For Wesselmann, Matisse’s work served as a springboard into a more overt, brash eroticism that is specifically American. Noting his own use of oversimplified curves and greater involvement with strongly colored, positive/negative shapes to disrupt compositional harmony, Wesselmann stated, “Subtlety is the European concept and does not interest me.”9 Nevertheless, Wesselmann’s oeuvre, especially his late work, suggests that he saw himself as an American heir of Matisse’s, flouting decorum with the discipline of a highly skilled artist who made multiple studies and worked in a variety of mediums. Consulting his library of Matisse publications from 1931 to 1992, Wesselmann created inventive variations on Matisse’s classic themes of the nude and the still life that are highly original compositions in their own right.10

— Gail Stavitsky, author and Chief Curator, Montclair Art Museum





1 Wesselmann, interview with Irving Sandler, January 3–February 8, 1984, Archives of American Art, Smithsonian Institution, Washington, D.C., p. 12. See also John Wilmerding, Tom Wesselmann: His Voice and Vision (New York: Rizzoli, 2008), p. 36, citing the importance of Ernst Gombrich’s The Story of Art for introducing Wesselmann to art-historical precedents for the nude and to Matisse.

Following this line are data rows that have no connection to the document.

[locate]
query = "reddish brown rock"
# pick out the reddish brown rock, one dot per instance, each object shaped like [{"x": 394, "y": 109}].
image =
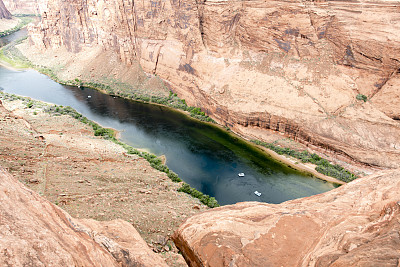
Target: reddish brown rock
[
  {"x": 35, "y": 232},
  {"x": 23, "y": 6},
  {"x": 290, "y": 66},
  {"x": 354, "y": 225},
  {"x": 4, "y": 13}
]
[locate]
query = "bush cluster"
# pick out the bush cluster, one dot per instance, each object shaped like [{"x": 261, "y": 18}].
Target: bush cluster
[
  {"x": 323, "y": 165},
  {"x": 24, "y": 21},
  {"x": 154, "y": 161}
]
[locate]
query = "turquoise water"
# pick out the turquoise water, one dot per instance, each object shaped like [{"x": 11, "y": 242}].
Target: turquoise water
[{"x": 203, "y": 155}]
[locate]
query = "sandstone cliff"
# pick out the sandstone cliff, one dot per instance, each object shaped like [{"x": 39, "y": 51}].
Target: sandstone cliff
[
  {"x": 4, "y": 13},
  {"x": 22, "y": 6},
  {"x": 354, "y": 225},
  {"x": 295, "y": 67},
  {"x": 34, "y": 232}
]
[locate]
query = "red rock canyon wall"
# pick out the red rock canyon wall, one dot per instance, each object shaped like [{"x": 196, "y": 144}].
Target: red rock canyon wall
[{"x": 291, "y": 66}]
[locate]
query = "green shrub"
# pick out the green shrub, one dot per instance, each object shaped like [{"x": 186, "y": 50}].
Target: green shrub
[
  {"x": 323, "y": 165},
  {"x": 205, "y": 199}
]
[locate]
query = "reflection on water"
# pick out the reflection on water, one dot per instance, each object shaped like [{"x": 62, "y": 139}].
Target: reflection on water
[{"x": 204, "y": 156}]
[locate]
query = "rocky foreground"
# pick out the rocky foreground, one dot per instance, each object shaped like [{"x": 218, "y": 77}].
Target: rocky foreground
[
  {"x": 34, "y": 232},
  {"x": 356, "y": 224},
  {"x": 59, "y": 157}
]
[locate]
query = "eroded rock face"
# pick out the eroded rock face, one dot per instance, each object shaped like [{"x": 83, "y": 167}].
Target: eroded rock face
[
  {"x": 35, "y": 232},
  {"x": 22, "y": 6},
  {"x": 4, "y": 13},
  {"x": 354, "y": 225},
  {"x": 290, "y": 66}
]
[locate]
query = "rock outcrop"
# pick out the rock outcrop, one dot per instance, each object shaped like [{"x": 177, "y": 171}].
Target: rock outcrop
[
  {"x": 34, "y": 232},
  {"x": 22, "y": 6},
  {"x": 4, "y": 13},
  {"x": 296, "y": 67},
  {"x": 354, "y": 225}
]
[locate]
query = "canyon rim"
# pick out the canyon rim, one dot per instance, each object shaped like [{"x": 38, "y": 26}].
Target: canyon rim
[{"x": 323, "y": 73}]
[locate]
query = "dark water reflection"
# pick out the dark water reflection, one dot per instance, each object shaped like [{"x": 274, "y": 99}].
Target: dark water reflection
[{"x": 204, "y": 156}]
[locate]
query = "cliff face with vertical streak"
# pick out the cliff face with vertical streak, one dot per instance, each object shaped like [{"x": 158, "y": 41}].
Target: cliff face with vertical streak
[
  {"x": 4, "y": 13},
  {"x": 294, "y": 67},
  {"x": 22, "y": 6}
]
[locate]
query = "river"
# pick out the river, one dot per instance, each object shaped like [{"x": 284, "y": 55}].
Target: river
[{"x": 206, "y": 157}]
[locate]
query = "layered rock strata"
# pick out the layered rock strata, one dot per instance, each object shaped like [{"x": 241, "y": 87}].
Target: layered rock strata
[
  {"x": 22, "y": 6},
  {"x": 354, "y": 225},
  {"x": 296, "y": 67},
  {"x": 4, "y": 13},
  {"x": 35, "y": 232}
]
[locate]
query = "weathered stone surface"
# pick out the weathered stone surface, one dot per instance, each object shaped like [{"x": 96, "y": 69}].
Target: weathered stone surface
[
  {"x": 354, "y": 225},
  {"x": 34, "y": 232},
  {"x": 22, "y": 6},
  {"x": 4, "y": 13},
  {"x": 290, "y": 66}
]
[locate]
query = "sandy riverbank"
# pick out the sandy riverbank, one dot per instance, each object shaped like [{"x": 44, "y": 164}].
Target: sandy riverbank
[{"x": 88, "y": 176}]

2 David McCarthy, The Nude in American Painting, 1950–1980 (Cambridge and New York: Cambridge University Press, 1998), pp. 92–94.

3 Wesselmann did not, however, own a copy of the exhibition catalogue and there are no journal entries referring to him visiting the show; information courtesy of Jeffrey Sturges.

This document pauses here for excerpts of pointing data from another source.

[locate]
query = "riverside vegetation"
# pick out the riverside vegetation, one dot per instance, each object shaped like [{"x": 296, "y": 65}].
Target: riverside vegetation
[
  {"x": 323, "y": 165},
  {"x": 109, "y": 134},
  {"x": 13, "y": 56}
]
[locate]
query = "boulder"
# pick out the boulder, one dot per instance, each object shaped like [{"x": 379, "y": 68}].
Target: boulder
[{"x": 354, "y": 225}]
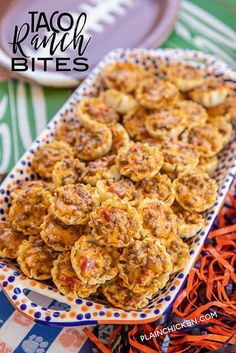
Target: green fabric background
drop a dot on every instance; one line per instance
(207, 25)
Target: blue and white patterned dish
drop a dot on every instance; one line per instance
(86, 312)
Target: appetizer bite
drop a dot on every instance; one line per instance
(122, 103)
(178, 251)
(158, 219)
(36, 258)
(92, 143)
(158, 187)
(93, 263)
(72, 204)
(59, 236)
(184, 76)
(188, 223)
(28, 210)
(48, 155)
(206, 139)
(67, 281)
(145, 266)
(68, 130)
(194, 112)
(208, 165)
(179, 157)
(156, 93)
(134, 122)
(123, 189)
(211, 93)
(115, 223)
(124, 185)
(10, 240)
(166, 124)
(102, 168)
(138, 161)
(120, 137)
(67, 171)
(195, 191)
(225, 110)
(96, 110)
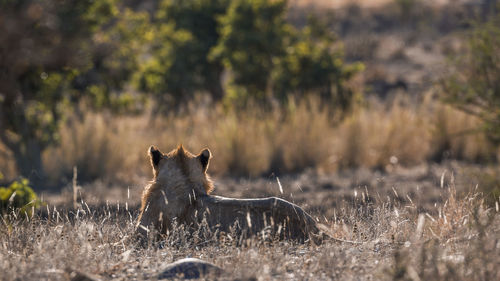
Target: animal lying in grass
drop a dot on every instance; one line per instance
(180, 192)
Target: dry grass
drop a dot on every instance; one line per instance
(255, 142)
(457, 240)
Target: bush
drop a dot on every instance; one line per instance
(19, 196)
(474, 86)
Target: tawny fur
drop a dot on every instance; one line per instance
(180, 191)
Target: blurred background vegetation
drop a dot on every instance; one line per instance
(271, 86)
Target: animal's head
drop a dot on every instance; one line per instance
(180, 168)
(179, 178)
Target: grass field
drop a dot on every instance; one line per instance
(424, 223)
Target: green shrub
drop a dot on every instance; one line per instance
(473, 86)
(18, 196)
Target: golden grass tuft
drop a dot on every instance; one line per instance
(254, 142)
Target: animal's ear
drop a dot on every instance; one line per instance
(204, 157)
(154, 156)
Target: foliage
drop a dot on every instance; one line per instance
(313, 64)
(474, 86)
(52, 56)
(253, 34)
(184, 33)
(18, 196)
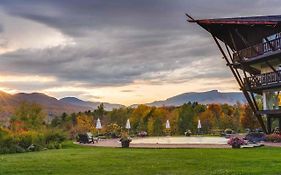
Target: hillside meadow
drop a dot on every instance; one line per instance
(75, 159)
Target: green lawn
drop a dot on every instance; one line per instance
(78, 160)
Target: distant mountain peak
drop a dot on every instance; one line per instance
(207, 97)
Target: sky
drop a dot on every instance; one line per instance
(118, 51)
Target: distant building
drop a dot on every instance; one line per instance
(251, 47)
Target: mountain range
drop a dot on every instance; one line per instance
(53, 106)
(208, 97)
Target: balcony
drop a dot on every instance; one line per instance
(258, 49)
(265, 81)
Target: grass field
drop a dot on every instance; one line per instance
(78, 160)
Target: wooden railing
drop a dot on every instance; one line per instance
(265, 80)
(258, 49)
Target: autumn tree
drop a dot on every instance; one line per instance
(248, 119)
(84, 124)
(186, 118)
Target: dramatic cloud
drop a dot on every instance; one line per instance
(117, 44)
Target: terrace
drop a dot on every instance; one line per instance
(259, 50)
(265, 81)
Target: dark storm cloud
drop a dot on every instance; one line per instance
(118, 42)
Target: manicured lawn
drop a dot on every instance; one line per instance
(78, 160)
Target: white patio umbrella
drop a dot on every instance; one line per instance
(98, 125)
(128, 125)
(199, 126)
(168, 124)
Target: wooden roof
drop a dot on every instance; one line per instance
(243, 31)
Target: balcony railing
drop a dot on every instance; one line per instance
(265, 80)
(258, 49)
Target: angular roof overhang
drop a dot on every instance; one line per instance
(242, 32)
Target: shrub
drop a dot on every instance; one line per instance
(273, 138)
(255, 137)
(55, 136)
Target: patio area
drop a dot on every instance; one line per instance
(168, 142)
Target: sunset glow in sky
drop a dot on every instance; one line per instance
(118, 51)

4 Wilmerding, Tom Wesselmann, p. 144, 160.

5 Ibid.

6 Richard Kalina, “Pop’s High Modernist,” Art in America (December 2006): 126.

7 Wilmerding, Tom Wesselmann, p. 253.

8 Judd Tully, Tom Wesselmann—Sunset Nudes, exh. cat. (New York: Robert Miller Gallery, 2006), n.p.

9 Journal, year, p. 4, copy courtesy of Jeffrey Sturges. See also Slim Stealingworth, Tom Wesselmann, pp. 18–20: “The ideal was competition rather than harmony. . . . The curves were not from Matisse; they were a means to help the positive and negative shapes break free from each other.”

10 There are eleven publications on Matisse in Wesselmann’s library, including several with marked pages, such as the 1970 centenary exhibition catalogue.